Cosa sappiamo del governo delle nostre imprese, a oltre un decennio dall'applicazione delle best practice contenute nel codice di autodisciplina di Borsa italiana? Se ci si riferisse al suo naturale ambito di applicazione, quello delle società quotate, la risposta sarebbe probabilmente: sappiamo tutto. Da anni la maggioranza delle società quotate presso la Borsa italiana, come quelle di tutti i paesi industrializzati, produce report su caratteristiche e regole di composizione e funzionamento delle assemblee societarie, del cda, dei comitati presenti al suo interno. Dal canto loro, gli uffici legali e societari delle quotate, così come le segreterie dei cda, hanno sviluppato sofisticate competenze in materia, interpretando in modo diligente le richieste provenienti dai regolatori e dalle associazioni (Consob, Borsa italiana, Assonime etc.). Peraltro, anche i consiglieri stessi, soprattutto se indipendenti, sembrano essere stati spesso nominati più per le loro competenze in materia regolamentare e di conformità alle norme (compliance) che non per le competenze di business. Ciò ha portato, negli ultimi anni, a una revisione della composizione e struttura dei nostri board modellata sulle richieste del codice. Come si evince dai dati del rapporto Assonime 2013 sulla corporate governance, nel 70% dei casi gli amministratori delle società quotate sono non esecutivi, di cui oltre la metà indipendenti, con un peso crescente delle donne per via della progressiva applicazione della legge 120/2011 sulla rappresentanza di genere. Allo stesso modo, appare ridotto il numero di casi di sovrapposizione tra presidente e amministratore delegato (Ceo duality, appena il 30% dei casi), mentre quasi 9 aziende quotate su 10 hanno costituito all'interno del cda sia un comitato per il controllo interno e rischi, sia un comitato per le remunerazioni. L'impressione, tuttavia, è che se da un lato il cambiamento di pelle dei cda delle nostre quotate è sotto gli occhi di tutti, dall'altro permangono almeno due grandi interrogativi. In primo luogo, quanto di questo virtuosismo nei numeri si riflette in comportamenti reali effettivamente diversi? In altri termini, qual è il peso della compliance rispetto alla sostanza delle problematiche di governance delle nostre società quotate? Inoltre, quanta parte di questo decennale dibattito sulla governance ha riguardato anche le imprese private?

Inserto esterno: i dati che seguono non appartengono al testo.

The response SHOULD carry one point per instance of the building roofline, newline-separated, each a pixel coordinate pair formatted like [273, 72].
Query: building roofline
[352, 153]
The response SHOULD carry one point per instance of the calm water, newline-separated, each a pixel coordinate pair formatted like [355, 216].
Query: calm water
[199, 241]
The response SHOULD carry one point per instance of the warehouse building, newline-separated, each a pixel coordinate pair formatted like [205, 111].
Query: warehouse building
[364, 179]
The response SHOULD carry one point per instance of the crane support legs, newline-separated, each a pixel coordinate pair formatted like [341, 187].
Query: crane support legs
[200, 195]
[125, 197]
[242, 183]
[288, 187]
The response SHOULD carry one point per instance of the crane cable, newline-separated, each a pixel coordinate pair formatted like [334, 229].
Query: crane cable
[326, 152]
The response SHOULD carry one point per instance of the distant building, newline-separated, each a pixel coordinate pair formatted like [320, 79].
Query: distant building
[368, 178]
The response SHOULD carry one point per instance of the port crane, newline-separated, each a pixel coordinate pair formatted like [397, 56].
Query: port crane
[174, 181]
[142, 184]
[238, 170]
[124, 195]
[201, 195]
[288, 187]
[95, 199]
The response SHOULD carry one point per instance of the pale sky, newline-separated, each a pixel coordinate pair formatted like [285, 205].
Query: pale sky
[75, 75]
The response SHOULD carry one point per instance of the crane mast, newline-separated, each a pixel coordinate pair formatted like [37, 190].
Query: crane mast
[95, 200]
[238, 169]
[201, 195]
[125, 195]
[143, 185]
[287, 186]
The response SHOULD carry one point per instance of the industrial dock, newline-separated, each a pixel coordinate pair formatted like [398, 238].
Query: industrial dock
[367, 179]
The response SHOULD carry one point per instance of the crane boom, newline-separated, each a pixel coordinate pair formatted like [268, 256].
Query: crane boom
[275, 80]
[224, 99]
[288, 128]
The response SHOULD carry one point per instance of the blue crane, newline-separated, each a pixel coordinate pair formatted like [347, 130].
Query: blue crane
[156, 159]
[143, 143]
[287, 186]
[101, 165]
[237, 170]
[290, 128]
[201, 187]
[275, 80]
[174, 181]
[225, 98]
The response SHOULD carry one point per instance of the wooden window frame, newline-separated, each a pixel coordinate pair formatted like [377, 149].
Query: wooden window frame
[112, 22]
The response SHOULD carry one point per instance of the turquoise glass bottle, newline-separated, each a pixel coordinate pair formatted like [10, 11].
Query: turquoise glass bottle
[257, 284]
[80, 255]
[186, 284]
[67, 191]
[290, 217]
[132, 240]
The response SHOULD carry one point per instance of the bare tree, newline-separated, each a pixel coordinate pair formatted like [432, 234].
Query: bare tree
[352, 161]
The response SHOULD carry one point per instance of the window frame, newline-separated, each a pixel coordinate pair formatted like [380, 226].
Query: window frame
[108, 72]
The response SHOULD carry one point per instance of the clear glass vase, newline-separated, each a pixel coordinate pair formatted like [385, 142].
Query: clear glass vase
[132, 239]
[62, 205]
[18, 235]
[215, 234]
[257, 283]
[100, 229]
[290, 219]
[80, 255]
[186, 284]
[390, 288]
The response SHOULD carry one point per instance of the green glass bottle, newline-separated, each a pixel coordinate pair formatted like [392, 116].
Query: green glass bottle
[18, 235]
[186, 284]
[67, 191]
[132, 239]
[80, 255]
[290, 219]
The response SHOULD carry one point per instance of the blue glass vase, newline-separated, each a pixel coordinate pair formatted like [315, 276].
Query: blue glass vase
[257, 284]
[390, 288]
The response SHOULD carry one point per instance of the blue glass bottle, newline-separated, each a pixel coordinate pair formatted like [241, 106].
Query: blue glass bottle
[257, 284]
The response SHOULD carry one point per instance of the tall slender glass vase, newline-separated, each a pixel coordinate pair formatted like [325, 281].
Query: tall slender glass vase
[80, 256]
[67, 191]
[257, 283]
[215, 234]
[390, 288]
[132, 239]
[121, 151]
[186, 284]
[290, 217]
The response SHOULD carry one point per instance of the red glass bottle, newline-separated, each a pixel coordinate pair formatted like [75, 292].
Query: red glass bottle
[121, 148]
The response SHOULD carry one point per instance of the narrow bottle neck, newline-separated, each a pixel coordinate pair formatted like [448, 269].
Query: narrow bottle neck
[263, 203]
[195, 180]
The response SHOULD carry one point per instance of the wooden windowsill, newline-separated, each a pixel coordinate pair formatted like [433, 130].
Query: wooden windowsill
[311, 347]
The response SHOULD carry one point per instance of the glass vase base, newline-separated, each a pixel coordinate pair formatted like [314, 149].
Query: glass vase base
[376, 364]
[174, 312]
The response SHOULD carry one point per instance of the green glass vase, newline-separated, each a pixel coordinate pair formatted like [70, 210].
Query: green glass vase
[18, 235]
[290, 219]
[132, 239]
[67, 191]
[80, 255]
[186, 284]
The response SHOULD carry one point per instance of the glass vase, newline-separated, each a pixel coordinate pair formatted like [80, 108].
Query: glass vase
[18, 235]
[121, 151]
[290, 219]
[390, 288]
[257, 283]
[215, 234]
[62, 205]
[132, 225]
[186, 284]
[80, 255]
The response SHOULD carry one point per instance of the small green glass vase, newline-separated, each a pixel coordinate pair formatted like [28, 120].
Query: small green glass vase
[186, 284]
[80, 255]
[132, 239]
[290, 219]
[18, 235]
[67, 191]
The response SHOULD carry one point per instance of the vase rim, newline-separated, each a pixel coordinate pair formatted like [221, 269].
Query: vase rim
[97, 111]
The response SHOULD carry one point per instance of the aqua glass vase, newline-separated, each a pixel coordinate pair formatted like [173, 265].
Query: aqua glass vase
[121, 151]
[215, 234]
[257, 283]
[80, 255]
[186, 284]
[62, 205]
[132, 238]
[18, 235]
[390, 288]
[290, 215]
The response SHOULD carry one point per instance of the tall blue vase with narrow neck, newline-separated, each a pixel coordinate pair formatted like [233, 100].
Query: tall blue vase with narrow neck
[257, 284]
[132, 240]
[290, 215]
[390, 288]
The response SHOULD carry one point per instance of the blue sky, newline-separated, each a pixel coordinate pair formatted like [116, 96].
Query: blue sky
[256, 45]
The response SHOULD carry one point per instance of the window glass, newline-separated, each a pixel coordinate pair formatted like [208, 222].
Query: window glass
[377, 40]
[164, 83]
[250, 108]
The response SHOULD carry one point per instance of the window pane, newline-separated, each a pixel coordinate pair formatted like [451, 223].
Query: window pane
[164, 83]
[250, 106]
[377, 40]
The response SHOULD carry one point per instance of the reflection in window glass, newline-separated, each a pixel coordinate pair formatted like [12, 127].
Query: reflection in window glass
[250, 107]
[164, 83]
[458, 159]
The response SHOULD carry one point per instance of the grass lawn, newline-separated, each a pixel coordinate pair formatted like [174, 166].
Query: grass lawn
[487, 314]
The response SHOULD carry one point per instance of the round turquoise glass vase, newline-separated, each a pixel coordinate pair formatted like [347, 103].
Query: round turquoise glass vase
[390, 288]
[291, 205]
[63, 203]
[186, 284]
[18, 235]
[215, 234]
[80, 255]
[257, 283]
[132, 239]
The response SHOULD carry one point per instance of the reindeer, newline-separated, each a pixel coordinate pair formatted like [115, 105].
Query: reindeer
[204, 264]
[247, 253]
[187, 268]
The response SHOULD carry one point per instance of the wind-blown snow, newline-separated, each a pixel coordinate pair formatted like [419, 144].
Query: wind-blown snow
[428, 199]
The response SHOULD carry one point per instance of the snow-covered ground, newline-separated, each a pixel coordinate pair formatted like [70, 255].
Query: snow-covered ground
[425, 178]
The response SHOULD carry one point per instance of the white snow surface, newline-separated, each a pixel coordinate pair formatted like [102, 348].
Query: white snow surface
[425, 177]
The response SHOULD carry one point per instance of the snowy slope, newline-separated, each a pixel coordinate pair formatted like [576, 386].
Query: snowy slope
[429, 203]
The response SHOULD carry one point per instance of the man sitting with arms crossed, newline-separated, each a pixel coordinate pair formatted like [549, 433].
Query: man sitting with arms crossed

In merito al primo interrogativo, purtroppo, la distinzione tra un buon modello di governo societario e un modello di governo societario conforme alle richieste del codice risulta spesso molto ardua, e peraltro possibile solo attraverso l'analisi di aspetti soft di cui le imprese raramente danno conto. Questi aspetti, che riguardano la qualità del board e non le statistiche di presenza dell'uno o dell'altro tipo di consigliere, rappresentano gli elementi su cui le imprese più orientate alla compliance dovranno riflettere in futuro. Tra questi, per esempio, la tensione verso un'effettiva indipendenza e competenza del cda; la ricerca di un fit ottimale tra la composizione del cda e le esigenze strategiche dell'azienda o del gruppo; la ricerca di una dialettica costruttiva con l'azionista di riferimento, preservando una forte autonomia decisionale.Su quanto questi dieci anni di dibattito abbiano migliorato il governo delle imprese private, poi, sappiamo che c'è ancora molto da fare. Nonostante la pressione della crisi abbia costretto le nostre imprese a riflettere sull'apertura del capitale a terzi, sulla ricerca di nuove competenze per arrivare ai mercati emergenti e sulla necessità di dotarsi di una struttura manageriale per essere competitivi in settori ormai globali, manca la consapevolezza di come una buona governance possa rappresentare la migliore garanzia per affrontare con successo queste delicate transizioni. Manca quella transizione culturale che consenta ai nostri imprenditori di guardare con distacco competente alle proprie imprese, da azionisti, favorendone la crescita, l'internazionalizzazione, la professionalizzazione al vertice, e se possibile anche la quotazione. Perché piccolo, purtroppo, non è più bello come prima.